Chinese Dinner for Christmas
Dear Mr. Gold:
Anne Fishbein the invisible restaurant critic
My husband and I, originally from Connecticut, are fairly new to L.A., and have had a hard time finding good Chinese food. This is our first year as a married couple and we're looking for a nice restaurant in which to restart our tradition of Chinese dinner on Christmas. I'm obsessed with dumplings. My husband, although he loves Chinese food, feels more comfortable if there are some Americanized dishes on the menu -- General Tso's chicken, beef and broccoli, etc. Any suggestions?

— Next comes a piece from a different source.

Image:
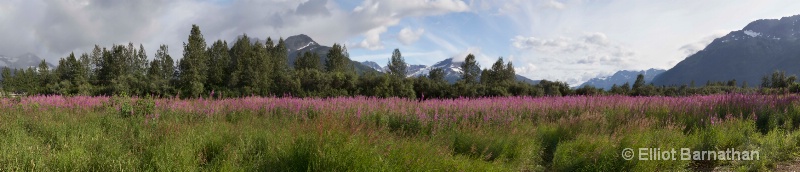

--Caylie Marchi, via Facebook
Dear Ms. Marchi:
Welcome to Los Angeles. I think you will find that General Tso's chicken is rarer in good Chinese restaurants here than live geoduck or charcoal-grilled lamb fat in the style of Xinjiang, but this is as it should be. East Coast Chinese food is a genre all its own, and you can find a pretty good facsimile at places like Chin Chin or even Genghis Cohen, where they serve potstickers and beef with broccoli alongside things like the Krispy Kanton Knish. But it is probably my duty to steer you toward a place like Mei Long Village in San Gabriel, a truly good Shanghai-style restaurant with some of the best soup dumplings in town, a range of unchallenging yet delicious dishes like jade shrimp, lion's head meatballs and the infamous pork pump, as well as enough sticky things to keep both of you happy. If you decide that your new holiday traditions need to include braised jellyfish head, Mei Long Village can help you there, too. You can start in on the dried sea cucumber another time.